Karen defines disability as persons who have disabilities or individuals with a physical impairment. These people have entered into the sport world and various terms have been used to describe them in bid to describe sports designed for people with disabilities. However, according to Karen this term does not fully describe entity of sports in which athletes with disabilities can be found. Sport in this context adopts a broader meaning including all individuals with disabilities and hence disability sport focusing more on the competitive sport and athletes with disabilities.
This includes goal ball for blind athletes, wheelchair basketball for athletes with physical impairment who use wheelchair, or sitting volleyball for athletes with lower-limb impairments. Disability sport also includes athletics, swimming, volleyball that have been adopted to include athletes with disabilities. Deaf sport is often considered a separate entity from disability sport, but has become included within the context of disability sport. In the past, sport was only accessible to few and many people were locked outside the sporting arena.
These included women, members of ethnic minorities, and persons with disabilities, due to culture, gender, ethnicity, and class or disability affiliation. Due to these stereotypes, persons with disabilities were marginalized and had limited participation in social issues. They had been secluded and disenfranchised and there has been extremely inclusion and acceptance in the sport arena. There was a perception that people with disabilities were weak or physically impaired hence could not participate in sports.
Such treatment was also extended to women as gender and also women with disabilities. The medical restrictions also played part in excluding persons with disabilities form participating in sports. These were also due to the attitude of doctors’ and lack of knowledge. This has decreased and there is now more research done, appreciation of the abilities of such people as socialization with other members of society increases. There has been a tendency by the society to reject or discourage youth with disability to deviate from the social role or expectations such as just watching to play.

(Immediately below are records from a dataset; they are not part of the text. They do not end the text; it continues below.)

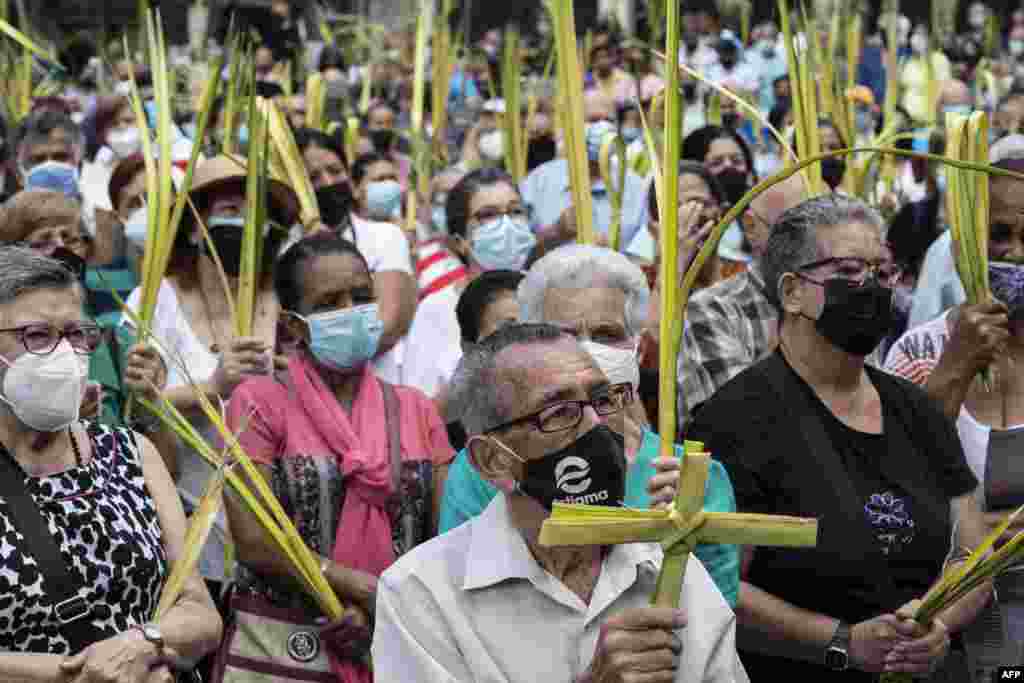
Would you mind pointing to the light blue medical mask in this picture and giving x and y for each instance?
(438, 218)
(346, 338)
(55, 175)
(136, 227)
(596, 133)
(956, 109)
(383, 200)
(631, 134)
(504, 244)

This denies such youths the opportunity to develop appropriate sport behavior early in life. There has also been mixed attitudes toward people with disabilities participating in sports. This perceived frailty, weakness, experience resulting from defeat, has discouraged such people from competing. At the same time, disability sport ahs been viewed as lower sporting activity and not a legitimate sport. Less public recognition, awards, opportunities and media attention ahs not been given to this sport.

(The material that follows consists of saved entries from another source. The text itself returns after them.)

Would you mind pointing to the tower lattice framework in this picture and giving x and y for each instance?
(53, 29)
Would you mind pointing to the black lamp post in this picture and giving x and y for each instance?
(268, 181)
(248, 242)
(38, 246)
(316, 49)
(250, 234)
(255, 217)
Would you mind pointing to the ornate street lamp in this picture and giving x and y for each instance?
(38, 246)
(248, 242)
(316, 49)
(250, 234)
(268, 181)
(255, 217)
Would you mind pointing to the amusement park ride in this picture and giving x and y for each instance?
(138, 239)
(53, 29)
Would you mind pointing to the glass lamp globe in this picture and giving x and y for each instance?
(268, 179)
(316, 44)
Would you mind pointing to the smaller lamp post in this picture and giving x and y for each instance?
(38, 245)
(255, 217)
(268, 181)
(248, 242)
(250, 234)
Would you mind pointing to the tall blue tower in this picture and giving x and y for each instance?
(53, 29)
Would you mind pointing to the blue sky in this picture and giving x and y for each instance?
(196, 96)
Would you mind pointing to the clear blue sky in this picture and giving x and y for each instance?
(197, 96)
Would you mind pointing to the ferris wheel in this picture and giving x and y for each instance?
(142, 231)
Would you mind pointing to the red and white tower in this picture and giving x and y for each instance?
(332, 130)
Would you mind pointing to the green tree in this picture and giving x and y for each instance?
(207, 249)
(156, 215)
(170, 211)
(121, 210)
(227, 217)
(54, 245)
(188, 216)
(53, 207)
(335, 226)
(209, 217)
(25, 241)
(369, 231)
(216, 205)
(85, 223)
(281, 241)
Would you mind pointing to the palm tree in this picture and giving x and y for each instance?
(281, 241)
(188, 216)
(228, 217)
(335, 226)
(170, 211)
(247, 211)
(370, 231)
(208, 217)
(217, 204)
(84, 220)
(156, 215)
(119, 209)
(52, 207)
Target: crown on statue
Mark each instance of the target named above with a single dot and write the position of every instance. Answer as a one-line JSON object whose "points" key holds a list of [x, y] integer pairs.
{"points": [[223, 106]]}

However, there is little emerging integrated participation in sporting events. Main barriers to inclusion in sports have been the society’s attitude towards individuals with disabilities due to myths, categorizing and hence grouping people, stereotyping, common misconceptions that persons with disabilities could not perform certain sports, lack of organized sport programmes, lack of informal early experiences in sport, lack of coaching and training, limited access to sport facilities and limiting psychological and sociological factors.

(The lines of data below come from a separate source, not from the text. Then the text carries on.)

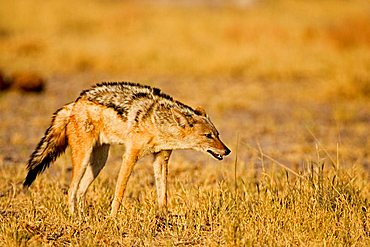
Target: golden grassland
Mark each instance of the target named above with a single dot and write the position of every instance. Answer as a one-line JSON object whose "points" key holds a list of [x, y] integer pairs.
{"points": [[286, 82]]}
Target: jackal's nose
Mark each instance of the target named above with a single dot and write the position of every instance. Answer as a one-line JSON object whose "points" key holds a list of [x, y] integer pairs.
{"points": [[228, 151]]}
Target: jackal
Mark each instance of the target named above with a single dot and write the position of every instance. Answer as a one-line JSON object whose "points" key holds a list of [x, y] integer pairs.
{"points": [[142, 118]]}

However, some of these barriers have been reduced through increasing number of role models for aspiring athletes with disabilities, increasing visibility if disability sport resulting to more sport opportunities, community-based recreational and sport prograsmmes for people with disabilities have increased though they are not sufficient in tapping the potential and the population of individual with disabilities, there is an increased number of trained professionals and physical educators to train people with disabilities.
Physical and attitudinal barriers initially limited athletes with disabilities from meaningful participation in sports. Despite the much progress and greater opportunity today for athletes with disability, economic, psychological and social barriers remain. Disability
Nowadays physical and competitive sport has become viable opportunities for individuals with disabilities. It is clear that the disability sport is taking root and being assimilated in the social values. The past discrimination has decreased in such magnitudes. Milestones have been achieved even incorporation into the Olympics. However, major challenges still face this sport. The perception of the people having disabilities should change so as not to view themselves as lesser members of the society.
The nature of posing as passive recipients of the reformation process needs to be changed to active participation and pro-activeness in bring more changes within this sector. Competitive sport has not been fully integrated in the developing countries which sill struggle with organizational structures and poverty has not paid much attention to disability sport. It is therefore critical that processes that lead to poverty be addressed by capacity building of the disability groups through funding, education and training.
Karen observes that persons with disabilities have participated and won both in the able-bodied arenas and also in the disability sports. This shows great potential among those with disabilities of kind. This potential ought to be tapped and exploited at national and global level through integrated forums like intercontinental sports. At the same time the disability sport is bound to grow as more recognition is given and also may reduce as it sis being integrated into mainstream sport.